Le « monde de la vie » correspond, en première analyse, au point de vue selon lequel l'homme perçoit ce qui l'entoure, tel qu'il le vit naturellement, formant des représentations, jugeant, sentant, voulant et en en comprenant les lois. « J'ai conscience d'un monde qui s'étend sans fin dans l'espace, qui a et a eu un développement sans fin dans le temps ». Faisant face à la conscience l'attitude naturelle me fait découvrir un monde de choses existantes, elle m'attribue aussi un corps situé dans ce monde[9]. Chacun d'entre nous, vivons dans un seul et même monde, au contenu variable, illimité dans le temps et dans l'espace . Monde pratiquement ignoré, parce que « allant de soi »

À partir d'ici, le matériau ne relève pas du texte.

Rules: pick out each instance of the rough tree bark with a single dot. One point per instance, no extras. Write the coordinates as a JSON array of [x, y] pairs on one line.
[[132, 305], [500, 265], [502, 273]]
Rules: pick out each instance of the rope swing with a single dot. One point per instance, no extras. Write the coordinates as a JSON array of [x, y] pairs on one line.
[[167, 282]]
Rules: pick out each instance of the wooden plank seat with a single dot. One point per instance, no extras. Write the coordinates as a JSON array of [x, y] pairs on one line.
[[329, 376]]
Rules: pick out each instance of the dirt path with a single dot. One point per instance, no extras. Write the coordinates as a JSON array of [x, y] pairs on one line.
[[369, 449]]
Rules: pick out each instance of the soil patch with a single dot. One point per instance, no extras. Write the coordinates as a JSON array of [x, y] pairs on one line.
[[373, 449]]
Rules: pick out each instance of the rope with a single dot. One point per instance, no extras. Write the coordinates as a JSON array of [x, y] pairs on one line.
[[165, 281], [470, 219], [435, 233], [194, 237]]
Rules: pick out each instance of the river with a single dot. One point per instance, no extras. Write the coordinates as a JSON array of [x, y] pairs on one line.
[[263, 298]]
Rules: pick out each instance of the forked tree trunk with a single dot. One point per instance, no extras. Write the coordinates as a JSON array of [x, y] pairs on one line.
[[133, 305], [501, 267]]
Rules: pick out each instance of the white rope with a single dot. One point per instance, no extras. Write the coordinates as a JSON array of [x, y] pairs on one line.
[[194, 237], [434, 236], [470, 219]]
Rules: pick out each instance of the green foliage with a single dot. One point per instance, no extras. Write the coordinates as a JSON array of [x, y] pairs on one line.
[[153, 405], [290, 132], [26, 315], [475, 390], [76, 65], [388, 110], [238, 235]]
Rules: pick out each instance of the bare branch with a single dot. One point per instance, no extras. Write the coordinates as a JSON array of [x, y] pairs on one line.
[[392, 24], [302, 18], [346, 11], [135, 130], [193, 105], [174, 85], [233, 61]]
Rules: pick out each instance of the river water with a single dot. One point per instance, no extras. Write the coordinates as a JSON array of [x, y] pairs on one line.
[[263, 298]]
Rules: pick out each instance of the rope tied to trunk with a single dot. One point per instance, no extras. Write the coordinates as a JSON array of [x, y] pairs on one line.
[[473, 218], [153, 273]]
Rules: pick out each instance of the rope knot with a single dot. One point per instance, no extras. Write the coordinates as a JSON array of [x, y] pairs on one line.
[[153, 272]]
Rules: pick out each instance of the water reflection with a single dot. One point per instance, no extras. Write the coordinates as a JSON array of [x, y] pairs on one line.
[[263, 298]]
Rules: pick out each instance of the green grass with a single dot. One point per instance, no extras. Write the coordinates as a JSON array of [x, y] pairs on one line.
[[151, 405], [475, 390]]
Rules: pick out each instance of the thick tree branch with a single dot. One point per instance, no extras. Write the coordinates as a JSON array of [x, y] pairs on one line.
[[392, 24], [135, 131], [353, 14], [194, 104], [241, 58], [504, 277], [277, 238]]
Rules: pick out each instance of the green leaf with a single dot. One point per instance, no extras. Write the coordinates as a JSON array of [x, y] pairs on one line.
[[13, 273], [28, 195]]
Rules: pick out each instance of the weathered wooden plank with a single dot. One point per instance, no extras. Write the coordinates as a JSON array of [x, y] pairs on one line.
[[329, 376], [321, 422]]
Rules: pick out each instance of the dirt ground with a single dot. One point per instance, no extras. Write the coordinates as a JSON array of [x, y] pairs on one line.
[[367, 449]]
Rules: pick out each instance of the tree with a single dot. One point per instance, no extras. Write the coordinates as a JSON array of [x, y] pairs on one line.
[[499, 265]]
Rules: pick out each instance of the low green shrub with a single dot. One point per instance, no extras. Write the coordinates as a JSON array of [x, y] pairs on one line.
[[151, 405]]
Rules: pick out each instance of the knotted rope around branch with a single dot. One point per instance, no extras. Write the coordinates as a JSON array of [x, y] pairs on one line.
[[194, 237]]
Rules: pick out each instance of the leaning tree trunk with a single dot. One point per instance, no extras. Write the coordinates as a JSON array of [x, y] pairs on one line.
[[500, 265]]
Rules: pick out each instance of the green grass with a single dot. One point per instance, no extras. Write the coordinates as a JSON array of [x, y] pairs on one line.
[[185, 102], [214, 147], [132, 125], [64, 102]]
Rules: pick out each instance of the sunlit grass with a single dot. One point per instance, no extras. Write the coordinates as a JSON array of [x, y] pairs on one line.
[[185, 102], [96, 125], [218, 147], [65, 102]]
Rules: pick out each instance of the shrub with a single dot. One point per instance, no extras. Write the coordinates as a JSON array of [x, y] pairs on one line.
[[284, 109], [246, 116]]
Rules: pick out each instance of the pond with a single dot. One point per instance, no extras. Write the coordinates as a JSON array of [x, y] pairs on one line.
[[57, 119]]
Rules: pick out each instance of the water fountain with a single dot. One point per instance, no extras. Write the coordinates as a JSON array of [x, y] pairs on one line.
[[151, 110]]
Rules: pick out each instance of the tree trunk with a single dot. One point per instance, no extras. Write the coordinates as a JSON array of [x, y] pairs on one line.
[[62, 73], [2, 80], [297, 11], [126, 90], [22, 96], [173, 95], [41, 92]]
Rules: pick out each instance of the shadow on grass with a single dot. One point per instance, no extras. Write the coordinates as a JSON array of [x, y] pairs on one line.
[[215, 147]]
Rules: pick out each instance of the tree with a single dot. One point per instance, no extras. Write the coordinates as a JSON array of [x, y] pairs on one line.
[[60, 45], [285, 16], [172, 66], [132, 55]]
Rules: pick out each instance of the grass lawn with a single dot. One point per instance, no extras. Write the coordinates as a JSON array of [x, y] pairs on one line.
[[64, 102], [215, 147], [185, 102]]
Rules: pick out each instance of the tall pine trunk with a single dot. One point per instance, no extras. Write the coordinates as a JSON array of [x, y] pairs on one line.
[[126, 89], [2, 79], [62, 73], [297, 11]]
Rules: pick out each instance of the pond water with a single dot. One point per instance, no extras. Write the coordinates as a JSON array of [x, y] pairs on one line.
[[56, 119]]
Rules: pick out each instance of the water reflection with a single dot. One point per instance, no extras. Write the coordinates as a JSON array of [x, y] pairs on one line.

L'homme dans l'« attitude naturelle » pose des gestes, élabore des réflexions, établit des croyances sans prendre le recul nécessaire pour évaluer la rationalité, la légitimité et les fondements de tels actes posés dans son monde quotidien. Autrement dit, nous sommes tous pris dans le monde des habitudes, des croyances et des comportements vécus de façon répétitive, ce qui constitue une couche sous-jacente sédimentée comme prérequis à nos idées, à nos pensées et à nos concepts élaborés abstraitement par la suite. C'est ce sol de présuppositions, devenu naturel à force d'être considéré comme « allant de soi » , comme étant « évident en soi », que Husserl découvre par l'« époché » et qu'il nomme le « monde de la vie » écrit Jean Vioulac [10] dans son article des Études philosophiques . L' époché, en transformant, par contre-coup, ce monde là, en simple « phénomène », nous fait prendre conscience de deux traits qui le caractérise, il est « originaire » et il est unitaire[11]. « de quelque façon qu'il change et quelque correction qu'il reçoive, il conserve sa « typique »[12], de lois d'essence à laquelle toute vie , et donc toute science, dont ce monde est le sol, demeurent liées »[N 2].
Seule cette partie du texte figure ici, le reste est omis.